La scelta voleva sottolineare, allora come ora, il dato oggettivo e simbolico che ogni violenza contro le donne non è mai casuale e non riguarda solo la singola, ma coinvolge tutte le donne, in quanto espressione di una cultura patriarcale e solidale con lo stupro, come scriveva Susan Brownmiller nel suo Against our will (1975). Per questo il rifiuto della Corte di Assise di Venezia, nel processo Cecchettin, di ammettere cinque associazioni femministe (peraltro impegnate nel lavoro di contrasto alla violenza di genere), ha rappresentato un passo indietro rispetto alle conquiste delle donne.
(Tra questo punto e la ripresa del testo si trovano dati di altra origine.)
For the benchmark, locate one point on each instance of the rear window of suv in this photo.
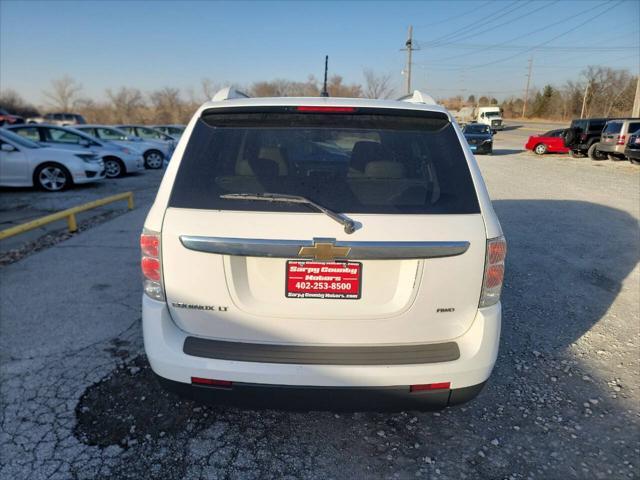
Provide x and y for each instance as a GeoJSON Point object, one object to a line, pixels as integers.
{"type": "Point", "coordinates": [613, 127]}
{"type": "Point", "coordinates": [365, 161]}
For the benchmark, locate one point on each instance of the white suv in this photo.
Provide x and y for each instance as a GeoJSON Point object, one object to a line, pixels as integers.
{"type": "Point", "coordinates": [328, 251]}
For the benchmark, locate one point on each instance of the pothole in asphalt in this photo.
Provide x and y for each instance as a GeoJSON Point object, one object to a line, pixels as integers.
{"type": "Point", "coordinates": [129, 407]}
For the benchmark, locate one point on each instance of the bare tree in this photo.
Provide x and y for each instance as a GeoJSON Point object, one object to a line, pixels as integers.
{"type": "Point", "coordinates": [209, 88]}
{"type": "Point", "coordinates": [377, 86]}
{"type": "Point", "coordinates": [338, 89]}
{"type": "Point", "coordinates": [285, 88]}
{"type": "Point", "coordinates": [168, 106]}
{"type": "Point", "coordinates": [64, 92]}
{"type": "Point", "coordinates": [11, 101]}
{"type": "Point", "coordinates": [126, 104]}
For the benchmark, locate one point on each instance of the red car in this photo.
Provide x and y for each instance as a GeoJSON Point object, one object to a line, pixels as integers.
{"type": "Point", "coordinates": [549, 142]}
{"type": "Point", "coordinates": [6, 117]}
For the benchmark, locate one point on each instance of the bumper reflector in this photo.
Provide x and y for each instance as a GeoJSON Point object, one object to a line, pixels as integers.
{"type": "Point", "coordinates": [430, 386]}
{"type": "Point", "coordinates": [211, 382]}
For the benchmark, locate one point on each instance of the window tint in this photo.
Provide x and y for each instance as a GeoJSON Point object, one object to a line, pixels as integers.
{"type": "Point", "coordinates": [149, 133]}
{"type": "Point", "coordinates": [579, 124]}
{"type": "Point", "coordinates": [613, 127]}
{"type": "Point", "coordinates": [476, 128]}
{"type": "Point", "coordinates": [62, 136]}
{"type": "Point", "coordinates": [354, 163]}
{"type": "Point", "coordinates": [28, 132]}
{"type": "Point", "coordinates": [111, 134]}
{"type": "Point", "coordinates": [633, 126]}
{"type": "Point", "coordinates": [12, 137]}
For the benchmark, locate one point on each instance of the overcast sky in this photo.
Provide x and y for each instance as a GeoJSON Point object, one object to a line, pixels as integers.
{"type": "Point", "coordinates": [479, 47]}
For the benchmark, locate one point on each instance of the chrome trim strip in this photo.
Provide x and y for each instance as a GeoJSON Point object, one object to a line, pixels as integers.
{"type": "Point", "coordinates": [249, 247]}
{"type": "Point", "coordinates": [322, 355]}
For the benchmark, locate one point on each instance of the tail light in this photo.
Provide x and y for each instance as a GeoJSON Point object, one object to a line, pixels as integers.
{"type": "Point", "coordinates": [493, 271]}
{"type": "Point", "coordinates": [313, 109]}
{"type": "Point", "coordinates": [151, 265]}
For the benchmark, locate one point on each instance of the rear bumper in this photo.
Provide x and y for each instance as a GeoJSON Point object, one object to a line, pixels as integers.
{"type": "Point", "coordinates": [261, 396]}
{"type": "Point", "coordinates": [483, 148]}
{"type": "Point", "coordinates": [611, 148]}
{"type": "Point", "coordinates": [164, 346]}
{"type": "Point", "coordinates": [89, 175]}
{"type": "Point", "coordinates": [632, 153]}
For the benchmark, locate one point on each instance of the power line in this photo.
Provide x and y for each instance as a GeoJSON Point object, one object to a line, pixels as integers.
{"type": "Point", "coordinates": [506, 44]}
{"type": "Point", "coordinates": [551, 39]}
{"type": "Point", "coordinates": [447, 36]}
{"type": "Point", "coordinates": [473, 34]}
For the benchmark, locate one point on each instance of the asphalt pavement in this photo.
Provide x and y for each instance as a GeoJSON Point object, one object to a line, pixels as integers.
{"type": "Point", "coordinates": [78, 400]}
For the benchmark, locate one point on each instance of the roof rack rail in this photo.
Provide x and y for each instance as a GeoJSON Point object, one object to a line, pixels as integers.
{"type": "Point", "coordinates": [418, 97]}
{"type": "Point", "coordinates": [228, 93]}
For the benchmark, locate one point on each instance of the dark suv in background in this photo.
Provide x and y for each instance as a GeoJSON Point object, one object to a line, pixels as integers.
{"type": "Point", "coordinates": [632, 151]}
{"type": "Point", "coordinates": [583, 135]}
{"type": "Point", "coordinates": [615, 135]}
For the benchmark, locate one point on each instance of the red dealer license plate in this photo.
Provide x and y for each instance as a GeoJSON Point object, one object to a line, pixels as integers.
{"type": "Point", "coordinates": [330, 280]}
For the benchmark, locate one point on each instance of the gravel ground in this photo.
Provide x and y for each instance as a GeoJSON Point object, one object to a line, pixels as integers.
{"type": "Point", "coordinates": [563, 401]}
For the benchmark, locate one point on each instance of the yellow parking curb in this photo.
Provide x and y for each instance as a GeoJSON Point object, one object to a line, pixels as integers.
{"type": "Point", "coordinates": [69, 214]}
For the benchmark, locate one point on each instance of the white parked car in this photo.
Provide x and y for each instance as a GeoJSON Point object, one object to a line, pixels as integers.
{"type": "Point", "coordinates": [118, 160]}
{"type": "Point", "coordinates": [24, 163]}
{"type": "Point", "coordinates": [155, 152]}
{"type": "Point", "coordinates": [325, 250]}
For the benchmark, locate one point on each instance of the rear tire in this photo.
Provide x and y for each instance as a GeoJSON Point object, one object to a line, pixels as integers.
{"type": "Point", "coordinates": [540, 149]}
{"type": "Point", "coordinates": [52, 177]}
{"type": "Point", "coordinates": [153, 159]}
{"type": "Point", "coordinates": [595, 154]}
{"type": "Point", "coordinates": [114, 168]}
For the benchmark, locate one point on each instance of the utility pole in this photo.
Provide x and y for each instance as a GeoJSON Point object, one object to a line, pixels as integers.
{"type": "Point", "coordinates": [409, 48]}
{"type": "Point", "coordinates": [584, 99]}
{"type": "Point", "coordinates": [325, 92]}
{"type": "Point", "coordinates": [636, 103]}
{"type": "Point", "coordinates": [526, 90]}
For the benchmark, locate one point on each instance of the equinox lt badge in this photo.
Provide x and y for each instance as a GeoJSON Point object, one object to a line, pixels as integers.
{"type": "Point", "coordinates": [192, 306]}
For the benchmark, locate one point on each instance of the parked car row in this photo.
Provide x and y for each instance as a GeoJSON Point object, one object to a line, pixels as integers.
{"type": "Point", "coordinates": [47, 155]}
{"type": "Point", "coordinates": [597, 138]}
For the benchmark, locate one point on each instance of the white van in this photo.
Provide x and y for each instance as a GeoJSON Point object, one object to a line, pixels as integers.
{"type": "Point", "coordinates": [323, 252]}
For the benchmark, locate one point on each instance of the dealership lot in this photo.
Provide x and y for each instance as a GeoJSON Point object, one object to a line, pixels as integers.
{"type": "Point", "coordinates": [79, 400]}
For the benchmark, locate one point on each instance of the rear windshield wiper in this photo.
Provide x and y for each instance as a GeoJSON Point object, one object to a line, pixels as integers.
{"type": "Point", "coordinates": [348, 224]}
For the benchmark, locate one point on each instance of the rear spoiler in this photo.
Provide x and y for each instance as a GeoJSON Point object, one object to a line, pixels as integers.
{"type": "Point", "coordinates": [418, 97]}
{"type": "Point", "coordinates": [229, 93]}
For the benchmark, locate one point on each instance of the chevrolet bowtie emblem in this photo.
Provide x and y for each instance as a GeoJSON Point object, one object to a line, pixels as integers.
{"type": "Point", "coordinates": [324, 250]}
Questi contenuti sono stati fortemente ripresi nella mobilitazione femminista che ha accompagnato processo di Mazan, che è stata da questo punto di vista estremamente significativa, con le femministe non solo presenti in massa al dibattimento, ma che hanno organizzato manifestazioni in varie città francesi (Parigi, Marsiglia, Bordeaux, Lille, Nantes,  ecc.), con cortei, sit-in, campagne sui social media, rappresentazioni teatrali e artistiche, volantini e cartelloni (che recitavano tra l’altro: «La culture du viol ça suffit!», «Croyez les victimes!», «Justice pour Gisèle») , proprio come negli anni Settanta, ottenendo un forte ed efficace impatto mediatico.

Si può dire insomma che il Tribunale di Avignone sia stato l’epicentro di una scossa culturale e politica di elevata magnitudine che ha investito la società civile.